In an effort to bridge the gap between law enforcement and the African-American community, members from diverse organizations came together for the 1st Annual $10K Tournament. Organized by Brandon Hanks and the Syracuse Housing Authority, the inaugural tournament tipped off at 10:00 AM on the South side of Syracuse at Wilson Park on July 31, 2021.
Not only was this a basketball tournament bringing the community together, but it was also an attempt by the Syracuse Police Department to establish a long lasting relationship with a community that often does not trust police.
Brandon Hanks, 29, organizer of the event and Syracuse police officer shared, “I want to bring the youth together, the community together, keep everybody out of trouble, show everybody there is positivity in this city and that you can communicate with police officers because a lot of us are here to help you. We can all come together without violence.”
The topic of violence has been circulating throughout the city of Syracuse; in an attempt to get guns off the street, the city hosted a gun buyback in downtown Syracuse last weekend.

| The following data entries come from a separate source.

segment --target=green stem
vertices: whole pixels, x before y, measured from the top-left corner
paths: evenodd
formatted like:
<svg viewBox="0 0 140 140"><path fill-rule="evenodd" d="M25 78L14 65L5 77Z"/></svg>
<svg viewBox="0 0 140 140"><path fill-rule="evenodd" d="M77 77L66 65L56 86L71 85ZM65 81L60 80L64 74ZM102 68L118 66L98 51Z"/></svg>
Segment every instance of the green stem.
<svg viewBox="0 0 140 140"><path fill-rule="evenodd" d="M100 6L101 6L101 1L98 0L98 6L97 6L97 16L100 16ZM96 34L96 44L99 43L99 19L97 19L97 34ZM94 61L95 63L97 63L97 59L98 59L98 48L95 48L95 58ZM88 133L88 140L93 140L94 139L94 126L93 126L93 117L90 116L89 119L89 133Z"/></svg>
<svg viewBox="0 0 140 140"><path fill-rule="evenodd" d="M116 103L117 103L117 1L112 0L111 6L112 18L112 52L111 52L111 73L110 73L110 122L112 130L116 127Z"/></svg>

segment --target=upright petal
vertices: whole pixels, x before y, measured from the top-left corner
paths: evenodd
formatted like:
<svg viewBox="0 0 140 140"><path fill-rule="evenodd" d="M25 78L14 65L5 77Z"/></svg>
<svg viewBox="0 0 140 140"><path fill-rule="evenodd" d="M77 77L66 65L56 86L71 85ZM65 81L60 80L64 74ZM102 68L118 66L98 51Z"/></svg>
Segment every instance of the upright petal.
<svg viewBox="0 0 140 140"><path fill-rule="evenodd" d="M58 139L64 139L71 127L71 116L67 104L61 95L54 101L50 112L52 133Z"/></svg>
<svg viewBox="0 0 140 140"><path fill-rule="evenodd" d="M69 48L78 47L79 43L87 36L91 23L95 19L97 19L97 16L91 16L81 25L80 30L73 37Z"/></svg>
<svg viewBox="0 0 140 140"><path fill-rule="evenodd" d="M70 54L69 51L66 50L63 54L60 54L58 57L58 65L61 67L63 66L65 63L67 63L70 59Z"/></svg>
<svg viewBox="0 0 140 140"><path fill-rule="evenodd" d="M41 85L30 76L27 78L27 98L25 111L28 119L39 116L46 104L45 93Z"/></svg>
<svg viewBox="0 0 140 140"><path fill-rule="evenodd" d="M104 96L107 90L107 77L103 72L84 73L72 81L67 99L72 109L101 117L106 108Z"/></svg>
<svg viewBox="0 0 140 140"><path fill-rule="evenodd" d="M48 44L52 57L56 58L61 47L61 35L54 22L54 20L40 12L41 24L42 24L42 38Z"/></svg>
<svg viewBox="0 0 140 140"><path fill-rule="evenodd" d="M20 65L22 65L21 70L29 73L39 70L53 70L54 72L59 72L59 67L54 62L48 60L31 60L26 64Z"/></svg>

Clifford Ryan, 58, a member of OG’s Against Gun Violence, profoundly stated that the “OG’s” in the organization’s name does not stand for Original Gangsters; instead, it means “Our Generation.” Ryan believes that events like this are a testament to the guidance of an older generation trying to instill community togetherness into the youth. One can say that such events were a vision that elders in the communities always envisioned, and it’s finally coming to life.
The tournament consisted of five teams: a blue team, a yellow team, an orange team, a pink team, and a green team. The winner of each game would advance to the next round eliminating the losing team from contention. The winners of the tournament would then split the $10,000 prize amongst their teammates.
James Walker, 23, MVP and member of the winning team, explained that “events like this bring the community together especially after COVID. We needed this.”
The reality of successfully coming out of a pandemic is not likely in most maligned communities. “Efforts as such provide speculation to a life without problems,” said Phoenix Thomas.
In attendance was Mayor Ben Walsh, the Syracuse Fire Department, the Syracuse Police Department, Zeta Phi Beta Sorority Inc., and many more.The presence of such organizations was more than recruitment but to demonstrate to the youth the endless paths one can take in life. The event was sponsored by Upstate University Hospital.
“This community is resilient; it’s a bunch of good people here who want to make an impact,” said Aarick Knighton, an alumni of Syracuse University and the current campaign manager for Syracuse Mayor, Ben Walsh.
The inspiration for the tournament came about when Brandon Hanks challenged inner city youth to one on one basketball games, and if they won, he would buy them a pair of sneakers.The most expensive pair of sneakers Hanks bought were a $250 pair of Jordans, which hurts him each time he thinks about it. However, Hanks saw a bigger opportunity to create a tournament in which 300 people would partake. Hank’s intention was to deliver a message that it is possible for the police and Black community to work together and forge a bond.
Generational guidance as well as an attempt to build a better and safer Syracuse was on display by Brandon Hanks and Syracuse Housing Authority’s community members. The prize of $10,000 was increased to $20,000 for next year’s event by Syracuse’s Police Chief, Kenton Buckner.